Post-pandemic, deposits at U.S. commercial banks increased from about $13 trillion to $18 trillion, as the chart below shows. However, this increase in deposits of $5 trillion was accompanied by an increase in lending by only $2 trillion. Banks were awash in cash and invested in securities.
Crucially, investment in Treasury and agency securities increased by $1.3 trillion; about half of this amount has a maturity of greater than 10 years. Longer-term securities are much more sensitive to interest rate changes. As a result, the Fed’s rapid increase in the interest rate led to heavy losses on the market value of these securities.
As estimates made by the FDIC highlight, unrealized losses on securities exceeded $600 billion. In December, the total equity of U.S. commercial banks was $2.2 trillion. This $600 billion loss translated into 30 percent of banks’ equity. This will inevitably translate into several banks’ becoming insolvent as their equity gets wiped out. Given this, the possibility of a widespread banking crisis is real.
The Fed must realize that further monetary tightening will only exacerbate the banking crisis. As a credit crisis has a long-term and pernicious effect on economic growth, raising rates additionally presents a very dangerous option.
Though confronted by stubborn inflation — core inflation continues to be sticky as the March data showed — U.S. policymakers must swallow the bitter pill that monetary tightening must end immediately. Otherwise, the spillovers from the banking crisis can lead to corporate defaults and another round of bank failures, arrest the flow of credit and stymie growth for several quarters.

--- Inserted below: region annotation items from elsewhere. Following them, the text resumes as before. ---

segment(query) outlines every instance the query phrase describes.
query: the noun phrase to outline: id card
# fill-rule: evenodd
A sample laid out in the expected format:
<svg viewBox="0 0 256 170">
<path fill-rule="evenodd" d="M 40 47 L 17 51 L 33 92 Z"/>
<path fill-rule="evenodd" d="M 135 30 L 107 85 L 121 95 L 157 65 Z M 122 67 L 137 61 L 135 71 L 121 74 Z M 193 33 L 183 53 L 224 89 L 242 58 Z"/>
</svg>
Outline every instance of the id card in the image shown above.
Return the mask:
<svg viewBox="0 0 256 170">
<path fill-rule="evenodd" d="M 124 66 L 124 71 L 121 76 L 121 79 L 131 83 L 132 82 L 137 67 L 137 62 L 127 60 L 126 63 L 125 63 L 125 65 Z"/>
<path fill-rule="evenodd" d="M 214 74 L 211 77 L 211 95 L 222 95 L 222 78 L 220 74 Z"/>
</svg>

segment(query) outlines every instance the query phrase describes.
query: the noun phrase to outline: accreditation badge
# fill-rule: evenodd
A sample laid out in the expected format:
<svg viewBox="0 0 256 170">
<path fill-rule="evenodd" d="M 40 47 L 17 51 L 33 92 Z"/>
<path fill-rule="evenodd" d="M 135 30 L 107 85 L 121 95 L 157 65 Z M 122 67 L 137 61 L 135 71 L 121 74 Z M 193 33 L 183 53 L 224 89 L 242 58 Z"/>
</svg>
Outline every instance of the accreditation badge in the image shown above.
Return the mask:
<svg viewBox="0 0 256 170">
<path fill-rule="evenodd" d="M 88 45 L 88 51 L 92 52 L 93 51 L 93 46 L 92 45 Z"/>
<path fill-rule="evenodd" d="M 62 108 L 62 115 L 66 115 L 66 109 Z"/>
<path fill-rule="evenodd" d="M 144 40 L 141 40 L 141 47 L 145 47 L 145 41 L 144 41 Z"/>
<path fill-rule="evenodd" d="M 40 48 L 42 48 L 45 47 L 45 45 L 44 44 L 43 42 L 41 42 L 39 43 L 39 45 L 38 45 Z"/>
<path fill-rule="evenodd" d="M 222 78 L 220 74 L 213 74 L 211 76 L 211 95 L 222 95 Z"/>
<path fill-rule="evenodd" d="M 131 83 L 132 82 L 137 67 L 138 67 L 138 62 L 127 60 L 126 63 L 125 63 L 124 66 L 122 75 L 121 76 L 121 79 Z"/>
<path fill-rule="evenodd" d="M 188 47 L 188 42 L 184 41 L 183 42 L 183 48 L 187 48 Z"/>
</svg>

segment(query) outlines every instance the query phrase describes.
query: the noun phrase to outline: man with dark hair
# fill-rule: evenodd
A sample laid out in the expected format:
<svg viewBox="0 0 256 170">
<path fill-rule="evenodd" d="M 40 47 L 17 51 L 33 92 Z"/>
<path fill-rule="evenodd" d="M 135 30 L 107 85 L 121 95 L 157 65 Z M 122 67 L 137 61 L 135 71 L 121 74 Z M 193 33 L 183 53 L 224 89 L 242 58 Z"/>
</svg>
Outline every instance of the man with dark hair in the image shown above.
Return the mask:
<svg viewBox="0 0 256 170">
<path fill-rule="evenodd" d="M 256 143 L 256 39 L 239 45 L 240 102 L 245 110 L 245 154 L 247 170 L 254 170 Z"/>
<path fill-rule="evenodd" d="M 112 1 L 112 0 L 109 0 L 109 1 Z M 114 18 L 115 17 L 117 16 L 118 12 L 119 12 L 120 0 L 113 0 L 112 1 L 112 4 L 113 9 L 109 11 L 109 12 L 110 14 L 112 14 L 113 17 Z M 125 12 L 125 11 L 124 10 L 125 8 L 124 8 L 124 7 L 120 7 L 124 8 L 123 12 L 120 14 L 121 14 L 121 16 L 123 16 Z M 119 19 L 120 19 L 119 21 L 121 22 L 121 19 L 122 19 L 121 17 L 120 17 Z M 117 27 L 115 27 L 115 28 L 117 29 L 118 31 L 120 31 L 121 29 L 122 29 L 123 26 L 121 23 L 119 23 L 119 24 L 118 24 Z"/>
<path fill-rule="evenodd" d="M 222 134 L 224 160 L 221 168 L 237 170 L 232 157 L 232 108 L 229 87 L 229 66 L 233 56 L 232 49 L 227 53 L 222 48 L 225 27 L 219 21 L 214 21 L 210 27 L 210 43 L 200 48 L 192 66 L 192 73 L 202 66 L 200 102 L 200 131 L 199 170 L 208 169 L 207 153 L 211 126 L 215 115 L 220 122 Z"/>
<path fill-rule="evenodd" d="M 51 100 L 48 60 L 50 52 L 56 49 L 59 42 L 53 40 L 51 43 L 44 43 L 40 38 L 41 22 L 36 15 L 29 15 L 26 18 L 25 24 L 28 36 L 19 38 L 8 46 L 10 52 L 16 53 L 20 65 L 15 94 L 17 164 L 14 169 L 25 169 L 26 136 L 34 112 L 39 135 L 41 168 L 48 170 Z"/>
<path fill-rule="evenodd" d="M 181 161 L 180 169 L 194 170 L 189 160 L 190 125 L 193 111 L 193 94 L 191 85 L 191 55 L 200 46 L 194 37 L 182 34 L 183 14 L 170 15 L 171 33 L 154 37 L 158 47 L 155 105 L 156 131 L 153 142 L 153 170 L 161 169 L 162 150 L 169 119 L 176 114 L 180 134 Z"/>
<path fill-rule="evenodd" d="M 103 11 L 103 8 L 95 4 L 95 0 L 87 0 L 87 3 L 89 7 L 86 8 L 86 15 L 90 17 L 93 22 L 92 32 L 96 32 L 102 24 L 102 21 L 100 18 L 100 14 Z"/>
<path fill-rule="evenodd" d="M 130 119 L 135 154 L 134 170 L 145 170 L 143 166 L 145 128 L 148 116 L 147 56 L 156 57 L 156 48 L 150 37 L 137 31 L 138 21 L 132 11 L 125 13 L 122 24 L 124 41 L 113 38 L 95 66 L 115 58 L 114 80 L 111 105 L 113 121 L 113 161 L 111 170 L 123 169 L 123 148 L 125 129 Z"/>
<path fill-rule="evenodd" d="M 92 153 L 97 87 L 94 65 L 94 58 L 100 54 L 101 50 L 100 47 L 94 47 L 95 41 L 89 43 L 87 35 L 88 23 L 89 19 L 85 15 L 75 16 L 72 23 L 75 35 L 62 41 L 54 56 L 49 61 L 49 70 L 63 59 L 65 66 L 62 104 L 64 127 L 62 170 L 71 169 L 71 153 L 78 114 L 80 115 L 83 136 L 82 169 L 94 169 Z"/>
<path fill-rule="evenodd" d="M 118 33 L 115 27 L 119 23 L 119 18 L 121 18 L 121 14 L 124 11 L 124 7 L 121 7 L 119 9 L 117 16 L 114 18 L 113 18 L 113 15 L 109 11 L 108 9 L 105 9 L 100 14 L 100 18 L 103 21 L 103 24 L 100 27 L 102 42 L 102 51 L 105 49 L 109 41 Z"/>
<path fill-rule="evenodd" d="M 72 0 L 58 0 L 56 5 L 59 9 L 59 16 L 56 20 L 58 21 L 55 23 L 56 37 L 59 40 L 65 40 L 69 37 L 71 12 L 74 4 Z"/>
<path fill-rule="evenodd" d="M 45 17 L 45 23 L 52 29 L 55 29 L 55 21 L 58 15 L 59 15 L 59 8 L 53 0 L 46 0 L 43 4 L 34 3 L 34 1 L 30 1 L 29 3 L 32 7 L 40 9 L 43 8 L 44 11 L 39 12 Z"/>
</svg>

With the option of monetary tightening removed from the table, U.S. policymakers would benefit from studying and learning from India’s economic policy response during COVID. Having helped design the policy that helped India successfully navigate the crisis, I can outline some lessons that will be valuable to U.S. policy today.
India entered the COVID pandemic in a bad place. Rating agencies had downgraded our country’s credit outlook. India’s sovereign rating was just one notch above non-investment grade. If Delhi had decided to counteract the economic harm of COVID by simply throwing money around, it could have led to a downgrade to non-investment grade, thereby triggering capital flight. At the same time, India had to cushion the economic impact on the poor and vulnerable.
We knew from experience during the Great Recession that excessive reliance on demand-side policies was not the answer, either. This led to double-digit inflation every month for 18 months, with India becoming part of the Fragile-5 economies. As India recognized early that the crisis would affect supply materially so it implemented supply-side measures. Delhi oriented its fiscal policy towards building infrastructure, undertook reforms to alleviate structural problems faced by firms, and provided incentives to firms to ramp up production in critical sectors.
As a result, at 6.4 percent in February this year, inflation in India is below the historical average of 7.5 percent and is within the country’s inflation target. Also, India expects to grow at a rate of 7 percent this decade. This robust economic performance has stemmed from a smart balance of demand and supply-side measures during the COVID crisis.
As Fed Chairman Powell and other U.S. policymakers struggle with the response to the current banking crisis, they realize there’s no silver bullet for the U.S. economy. It will take a smart balance of policies and patience to make certain the current banking crisis doesn’t spread to the entire system and the economy at large. The good news is, India’s successful navigation of its own recent crisis provides a way forward.
Krishnamurthy Subramanian is the executive director (India) of the International Monetary Fund and served as India’s chief economic advisor from 2018 to 2021.